En azından ben öyle biliyorum.
Yaklaşık yarım saattir hastanede annemin odasının önündeki sandalyede işinin bitmesini bekliyorum. Olay yerinde şöyle bir bakmıştım yarasına. Ciddi bir şeye benzemiyordu. Kesinlikle bu kadar uzayamaz. Az buçuk bilgimle kendimce teşhisini koymuşken bu doktor nesini anlayamıyordu? Hayır madem anlayamıyor neden doktor oldu?
Sonunda doktor çıktı odadan.
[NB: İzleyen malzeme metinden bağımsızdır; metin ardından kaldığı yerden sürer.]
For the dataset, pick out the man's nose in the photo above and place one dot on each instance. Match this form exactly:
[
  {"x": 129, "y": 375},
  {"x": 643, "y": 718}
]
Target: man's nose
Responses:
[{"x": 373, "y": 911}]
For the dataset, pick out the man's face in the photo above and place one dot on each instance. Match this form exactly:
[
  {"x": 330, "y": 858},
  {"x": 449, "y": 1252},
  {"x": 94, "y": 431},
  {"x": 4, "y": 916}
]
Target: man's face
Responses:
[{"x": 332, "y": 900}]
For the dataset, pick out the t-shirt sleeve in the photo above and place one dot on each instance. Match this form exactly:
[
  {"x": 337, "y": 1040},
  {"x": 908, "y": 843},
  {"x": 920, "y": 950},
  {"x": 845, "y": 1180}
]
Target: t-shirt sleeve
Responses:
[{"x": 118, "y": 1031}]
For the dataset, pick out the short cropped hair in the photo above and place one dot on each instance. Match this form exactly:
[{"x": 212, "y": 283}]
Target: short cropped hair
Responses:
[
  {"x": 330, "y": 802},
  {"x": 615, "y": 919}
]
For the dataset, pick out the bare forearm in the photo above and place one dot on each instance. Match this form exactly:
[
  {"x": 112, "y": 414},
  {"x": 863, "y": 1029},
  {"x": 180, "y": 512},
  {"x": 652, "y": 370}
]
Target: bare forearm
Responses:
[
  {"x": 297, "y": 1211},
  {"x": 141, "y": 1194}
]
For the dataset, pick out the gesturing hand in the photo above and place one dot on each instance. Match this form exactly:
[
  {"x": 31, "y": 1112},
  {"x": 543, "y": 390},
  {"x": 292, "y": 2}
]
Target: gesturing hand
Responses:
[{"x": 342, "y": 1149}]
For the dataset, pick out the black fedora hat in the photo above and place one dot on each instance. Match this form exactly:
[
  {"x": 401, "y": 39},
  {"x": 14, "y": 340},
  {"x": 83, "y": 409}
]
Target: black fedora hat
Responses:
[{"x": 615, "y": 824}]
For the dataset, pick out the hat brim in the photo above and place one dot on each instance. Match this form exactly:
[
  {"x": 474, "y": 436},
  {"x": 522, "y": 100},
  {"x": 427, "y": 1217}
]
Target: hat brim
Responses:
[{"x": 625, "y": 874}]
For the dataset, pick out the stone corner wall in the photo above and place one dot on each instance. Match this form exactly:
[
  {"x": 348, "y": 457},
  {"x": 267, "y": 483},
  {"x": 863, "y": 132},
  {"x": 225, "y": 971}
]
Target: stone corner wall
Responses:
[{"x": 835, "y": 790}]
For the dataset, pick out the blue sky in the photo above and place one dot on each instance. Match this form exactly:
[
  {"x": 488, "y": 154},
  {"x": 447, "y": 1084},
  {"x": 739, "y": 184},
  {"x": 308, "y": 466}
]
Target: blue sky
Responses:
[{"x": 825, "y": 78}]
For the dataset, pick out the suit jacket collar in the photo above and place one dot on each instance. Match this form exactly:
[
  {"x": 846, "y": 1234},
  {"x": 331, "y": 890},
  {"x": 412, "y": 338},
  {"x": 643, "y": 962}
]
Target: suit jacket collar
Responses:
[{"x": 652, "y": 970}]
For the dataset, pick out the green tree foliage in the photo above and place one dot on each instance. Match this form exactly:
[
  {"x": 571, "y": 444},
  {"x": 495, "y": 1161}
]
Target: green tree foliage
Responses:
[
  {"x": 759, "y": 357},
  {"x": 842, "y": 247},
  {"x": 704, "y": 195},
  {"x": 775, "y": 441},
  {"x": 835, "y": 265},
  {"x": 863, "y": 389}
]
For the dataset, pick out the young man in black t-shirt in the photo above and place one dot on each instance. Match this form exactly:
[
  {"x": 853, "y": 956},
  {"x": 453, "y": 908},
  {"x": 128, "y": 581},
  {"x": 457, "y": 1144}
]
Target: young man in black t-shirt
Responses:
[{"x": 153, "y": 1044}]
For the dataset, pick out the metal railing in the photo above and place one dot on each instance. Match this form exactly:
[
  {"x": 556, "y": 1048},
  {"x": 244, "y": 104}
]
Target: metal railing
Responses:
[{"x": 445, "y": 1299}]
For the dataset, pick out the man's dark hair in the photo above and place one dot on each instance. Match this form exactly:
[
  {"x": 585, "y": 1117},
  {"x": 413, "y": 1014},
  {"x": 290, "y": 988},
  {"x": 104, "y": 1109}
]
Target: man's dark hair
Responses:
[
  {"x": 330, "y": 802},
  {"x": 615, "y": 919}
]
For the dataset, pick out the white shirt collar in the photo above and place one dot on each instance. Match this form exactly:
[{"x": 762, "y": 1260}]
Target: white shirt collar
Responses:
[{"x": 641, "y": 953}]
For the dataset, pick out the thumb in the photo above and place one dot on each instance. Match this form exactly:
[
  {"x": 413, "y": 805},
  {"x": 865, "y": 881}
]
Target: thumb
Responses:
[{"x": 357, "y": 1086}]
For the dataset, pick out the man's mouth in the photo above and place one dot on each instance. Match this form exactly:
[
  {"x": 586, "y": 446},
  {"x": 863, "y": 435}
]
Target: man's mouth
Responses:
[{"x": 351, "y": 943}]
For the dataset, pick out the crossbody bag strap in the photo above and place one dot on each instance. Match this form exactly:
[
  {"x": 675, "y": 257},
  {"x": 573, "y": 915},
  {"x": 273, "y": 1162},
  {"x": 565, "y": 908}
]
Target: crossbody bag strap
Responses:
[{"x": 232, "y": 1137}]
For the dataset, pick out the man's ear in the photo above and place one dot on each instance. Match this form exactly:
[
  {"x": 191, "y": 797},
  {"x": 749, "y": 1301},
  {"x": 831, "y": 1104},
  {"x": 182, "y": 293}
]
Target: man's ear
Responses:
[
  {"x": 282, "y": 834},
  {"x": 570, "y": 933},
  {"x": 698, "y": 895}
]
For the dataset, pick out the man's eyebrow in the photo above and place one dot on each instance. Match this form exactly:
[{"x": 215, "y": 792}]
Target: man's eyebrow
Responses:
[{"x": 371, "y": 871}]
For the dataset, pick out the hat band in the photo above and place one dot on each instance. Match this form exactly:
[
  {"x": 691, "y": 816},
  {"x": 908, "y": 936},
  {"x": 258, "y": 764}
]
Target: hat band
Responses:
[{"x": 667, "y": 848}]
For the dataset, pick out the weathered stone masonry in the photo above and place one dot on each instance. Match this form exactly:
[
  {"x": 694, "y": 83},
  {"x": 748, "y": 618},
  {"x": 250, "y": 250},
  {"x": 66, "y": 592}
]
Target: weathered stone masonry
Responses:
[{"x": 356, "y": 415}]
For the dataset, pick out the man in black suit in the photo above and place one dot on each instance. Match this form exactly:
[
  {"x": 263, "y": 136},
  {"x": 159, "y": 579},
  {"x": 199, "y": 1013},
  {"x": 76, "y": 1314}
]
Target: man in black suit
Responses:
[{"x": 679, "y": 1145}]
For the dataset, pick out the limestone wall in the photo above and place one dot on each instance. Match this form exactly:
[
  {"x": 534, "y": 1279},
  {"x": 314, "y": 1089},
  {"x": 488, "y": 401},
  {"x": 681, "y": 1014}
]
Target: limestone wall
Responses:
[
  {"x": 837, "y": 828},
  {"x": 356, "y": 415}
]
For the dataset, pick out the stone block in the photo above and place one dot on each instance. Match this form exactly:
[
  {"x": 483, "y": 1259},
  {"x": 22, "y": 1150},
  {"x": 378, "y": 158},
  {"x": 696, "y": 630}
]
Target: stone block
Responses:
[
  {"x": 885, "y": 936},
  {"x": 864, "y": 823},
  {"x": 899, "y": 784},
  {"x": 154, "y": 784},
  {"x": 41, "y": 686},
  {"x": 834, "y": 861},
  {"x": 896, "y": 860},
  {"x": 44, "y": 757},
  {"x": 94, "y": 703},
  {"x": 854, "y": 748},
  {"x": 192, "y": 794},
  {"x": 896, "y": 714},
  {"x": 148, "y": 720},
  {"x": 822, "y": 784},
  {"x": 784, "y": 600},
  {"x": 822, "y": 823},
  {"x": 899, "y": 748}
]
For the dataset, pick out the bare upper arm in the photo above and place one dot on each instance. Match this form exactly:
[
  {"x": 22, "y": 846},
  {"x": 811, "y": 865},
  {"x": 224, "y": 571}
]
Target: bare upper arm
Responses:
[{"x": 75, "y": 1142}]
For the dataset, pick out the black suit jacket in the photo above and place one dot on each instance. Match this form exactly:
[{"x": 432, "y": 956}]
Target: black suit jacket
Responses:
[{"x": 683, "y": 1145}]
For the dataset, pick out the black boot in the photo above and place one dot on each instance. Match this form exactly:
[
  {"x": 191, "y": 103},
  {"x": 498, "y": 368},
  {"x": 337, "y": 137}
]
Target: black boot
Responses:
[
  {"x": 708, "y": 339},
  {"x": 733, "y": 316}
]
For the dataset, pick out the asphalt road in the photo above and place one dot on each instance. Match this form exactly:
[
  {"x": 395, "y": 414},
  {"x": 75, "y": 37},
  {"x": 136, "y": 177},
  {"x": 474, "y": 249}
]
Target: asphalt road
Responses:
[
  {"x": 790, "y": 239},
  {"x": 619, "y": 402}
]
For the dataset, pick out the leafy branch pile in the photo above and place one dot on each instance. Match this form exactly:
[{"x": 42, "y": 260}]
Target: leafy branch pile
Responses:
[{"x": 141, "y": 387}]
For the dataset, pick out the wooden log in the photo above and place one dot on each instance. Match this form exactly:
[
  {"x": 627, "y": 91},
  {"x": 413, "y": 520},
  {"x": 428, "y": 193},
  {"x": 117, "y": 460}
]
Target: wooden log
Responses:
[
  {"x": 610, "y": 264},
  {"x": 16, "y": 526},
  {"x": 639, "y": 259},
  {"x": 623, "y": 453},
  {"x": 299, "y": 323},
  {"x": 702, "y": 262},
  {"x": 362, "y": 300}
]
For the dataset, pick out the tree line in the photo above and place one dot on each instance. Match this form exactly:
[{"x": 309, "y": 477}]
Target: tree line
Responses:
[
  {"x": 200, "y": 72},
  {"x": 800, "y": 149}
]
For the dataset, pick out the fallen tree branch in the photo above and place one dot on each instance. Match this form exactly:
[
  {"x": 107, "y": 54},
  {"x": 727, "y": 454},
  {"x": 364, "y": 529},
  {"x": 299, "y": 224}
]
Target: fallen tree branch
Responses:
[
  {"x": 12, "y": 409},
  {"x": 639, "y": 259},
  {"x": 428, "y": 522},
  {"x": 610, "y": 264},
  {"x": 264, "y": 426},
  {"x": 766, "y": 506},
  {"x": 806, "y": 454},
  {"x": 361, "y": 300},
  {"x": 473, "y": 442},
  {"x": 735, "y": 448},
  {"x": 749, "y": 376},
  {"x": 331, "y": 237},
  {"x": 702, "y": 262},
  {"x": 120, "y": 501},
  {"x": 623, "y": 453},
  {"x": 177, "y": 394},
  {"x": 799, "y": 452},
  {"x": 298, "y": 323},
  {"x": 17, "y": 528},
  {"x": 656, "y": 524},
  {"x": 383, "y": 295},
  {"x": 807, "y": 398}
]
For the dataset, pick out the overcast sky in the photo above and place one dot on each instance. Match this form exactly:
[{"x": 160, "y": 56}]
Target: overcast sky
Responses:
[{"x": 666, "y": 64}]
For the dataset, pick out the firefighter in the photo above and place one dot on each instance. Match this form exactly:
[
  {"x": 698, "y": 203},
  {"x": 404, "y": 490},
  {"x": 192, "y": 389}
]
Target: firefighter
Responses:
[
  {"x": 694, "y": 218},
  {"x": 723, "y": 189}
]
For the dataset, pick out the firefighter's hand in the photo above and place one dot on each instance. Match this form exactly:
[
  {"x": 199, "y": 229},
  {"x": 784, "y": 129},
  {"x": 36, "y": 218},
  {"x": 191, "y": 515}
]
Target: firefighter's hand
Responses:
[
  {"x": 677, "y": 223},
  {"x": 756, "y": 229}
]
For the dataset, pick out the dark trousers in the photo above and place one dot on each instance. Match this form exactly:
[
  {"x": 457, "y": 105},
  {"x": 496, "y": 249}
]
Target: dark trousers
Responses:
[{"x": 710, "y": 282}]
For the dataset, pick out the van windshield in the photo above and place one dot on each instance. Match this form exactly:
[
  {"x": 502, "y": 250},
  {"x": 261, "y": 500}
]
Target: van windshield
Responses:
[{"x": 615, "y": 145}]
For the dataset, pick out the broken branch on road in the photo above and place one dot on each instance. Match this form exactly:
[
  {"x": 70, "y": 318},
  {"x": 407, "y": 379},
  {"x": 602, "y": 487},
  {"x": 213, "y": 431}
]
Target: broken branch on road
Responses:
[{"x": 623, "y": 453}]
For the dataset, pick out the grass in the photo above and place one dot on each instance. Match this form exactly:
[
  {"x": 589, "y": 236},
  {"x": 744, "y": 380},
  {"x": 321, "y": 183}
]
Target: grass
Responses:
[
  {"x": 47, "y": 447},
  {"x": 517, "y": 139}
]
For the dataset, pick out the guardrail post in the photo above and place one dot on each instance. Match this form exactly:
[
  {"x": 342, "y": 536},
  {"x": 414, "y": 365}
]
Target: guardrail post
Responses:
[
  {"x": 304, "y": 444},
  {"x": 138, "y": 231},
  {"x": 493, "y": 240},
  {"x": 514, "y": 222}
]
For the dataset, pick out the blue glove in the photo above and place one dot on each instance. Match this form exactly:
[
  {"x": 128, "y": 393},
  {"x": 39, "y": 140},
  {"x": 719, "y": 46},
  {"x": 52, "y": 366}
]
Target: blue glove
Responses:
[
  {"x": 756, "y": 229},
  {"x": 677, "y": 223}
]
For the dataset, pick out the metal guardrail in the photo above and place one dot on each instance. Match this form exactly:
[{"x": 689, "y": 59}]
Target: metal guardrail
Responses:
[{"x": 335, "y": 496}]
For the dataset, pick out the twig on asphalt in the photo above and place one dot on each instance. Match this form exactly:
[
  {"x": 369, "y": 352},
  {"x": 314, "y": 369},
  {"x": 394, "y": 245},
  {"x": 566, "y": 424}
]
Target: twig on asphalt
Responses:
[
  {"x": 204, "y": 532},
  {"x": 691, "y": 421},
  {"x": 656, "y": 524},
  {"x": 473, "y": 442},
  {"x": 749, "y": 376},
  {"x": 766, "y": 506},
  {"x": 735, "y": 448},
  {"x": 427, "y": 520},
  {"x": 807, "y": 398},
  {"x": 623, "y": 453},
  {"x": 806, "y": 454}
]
Durdurmasam açıklama yapmadan gidecek. Şöyle bir süzüyorum doktoru. Mavi gözleri tedirgin duruyor. Sert yüz hatlarının kafasında olanlar yüzünden kırıştığı aşikar. Patlıcan burun bu kadar güzel yüze tam oturmamış sanki. Uzun boyuyla yanımdan geçerken soruyorum "annemin durumu nasıl?" diye. "Yarım saat daha beklemeniz gerekiyor." diyor.
İyi ama neyi?
Daha fazla dayanamadan "Ben baktım yarasına, ciddi bir şeyi yoktu. Hem ayrıca hissediyorum iyi olduğunu" diyorum.
"Siz nereden bileceksiniz" diyecek oluyor. Ben de " İlk yardım dersi almıştım " diye kestirmeden veriyorum cevabını.
Başka zaman olsa kesinlikle bu konuyu daha fazla uzatırdım. Ne demek ben nereden bilecekmişim. Doktor bey yakışıklısınız okumuşsunuz meslek sahibi olmuşsunuz ama önyargılı olmamayı öğrenememişsiniz.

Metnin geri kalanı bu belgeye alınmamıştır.